Credit: JAXA, University of Tokyo, Kochi University, Rikkyo University, Nagoya University, Chiba Institute of Technology, Meiji University, University of Aizu, AIST

Japan’s Hayabusa2 successfully touched down on asteroid Ryugu on February 22 (JST). It turns out that the gentle cosmic kiss between spacecraft and space rock wasn’t without incident.

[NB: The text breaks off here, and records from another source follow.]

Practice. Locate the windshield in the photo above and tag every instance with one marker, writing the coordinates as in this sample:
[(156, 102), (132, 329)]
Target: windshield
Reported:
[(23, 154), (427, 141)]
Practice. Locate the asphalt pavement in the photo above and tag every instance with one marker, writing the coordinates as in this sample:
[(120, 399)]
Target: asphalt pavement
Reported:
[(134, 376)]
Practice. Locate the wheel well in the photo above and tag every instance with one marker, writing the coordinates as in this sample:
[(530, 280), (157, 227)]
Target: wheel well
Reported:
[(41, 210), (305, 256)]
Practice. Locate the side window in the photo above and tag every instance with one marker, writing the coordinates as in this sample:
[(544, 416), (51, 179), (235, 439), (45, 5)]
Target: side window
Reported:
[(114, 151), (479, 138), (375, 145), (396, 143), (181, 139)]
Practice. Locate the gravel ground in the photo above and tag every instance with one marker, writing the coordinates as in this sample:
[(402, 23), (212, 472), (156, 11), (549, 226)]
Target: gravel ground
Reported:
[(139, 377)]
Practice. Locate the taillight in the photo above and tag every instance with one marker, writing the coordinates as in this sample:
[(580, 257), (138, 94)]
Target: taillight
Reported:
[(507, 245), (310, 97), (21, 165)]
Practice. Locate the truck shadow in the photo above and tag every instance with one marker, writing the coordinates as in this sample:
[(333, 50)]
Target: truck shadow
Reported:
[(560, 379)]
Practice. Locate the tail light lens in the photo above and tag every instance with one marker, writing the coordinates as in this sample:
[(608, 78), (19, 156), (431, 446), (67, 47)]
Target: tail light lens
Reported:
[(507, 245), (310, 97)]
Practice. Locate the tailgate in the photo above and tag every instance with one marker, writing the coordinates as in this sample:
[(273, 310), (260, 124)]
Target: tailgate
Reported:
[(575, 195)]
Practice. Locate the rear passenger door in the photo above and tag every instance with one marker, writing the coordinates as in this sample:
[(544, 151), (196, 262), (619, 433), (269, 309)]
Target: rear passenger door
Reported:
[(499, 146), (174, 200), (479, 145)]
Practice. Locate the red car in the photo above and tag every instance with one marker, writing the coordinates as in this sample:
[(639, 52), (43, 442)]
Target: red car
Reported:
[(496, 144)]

Hayabusa2 touchdown region overlapped with the planned touchdown site. The touchdown spot sits at the center of the discolored area. Hayabusa2 researchers explain that an accurate touchdown point will be examined during a more detailed analysis in the future. Also shown is the white target marker, which is shining in the reflected sunlight.
Credit: JAXA, University of Tokyo, Kochi University, Rikkyo University, Nagoya University, Chiba Institute of Technology, Meiji University, University of Aizu, AIST

In a posted update from the team: “It was a long week for the team members! Until just before the start of the descent, we examined every aspect of landing plan to remove all doubts and increase our level of confidence. We polished the landing sequence to perfection! The team’s all-out battle was rewarded in the best possible way. We are all looking forward to the report of the results.”

Ingenuity after touchdown

“We had to use a little ingenuity for the motion of Hayabusa2 after touchdown,” the team posting adds.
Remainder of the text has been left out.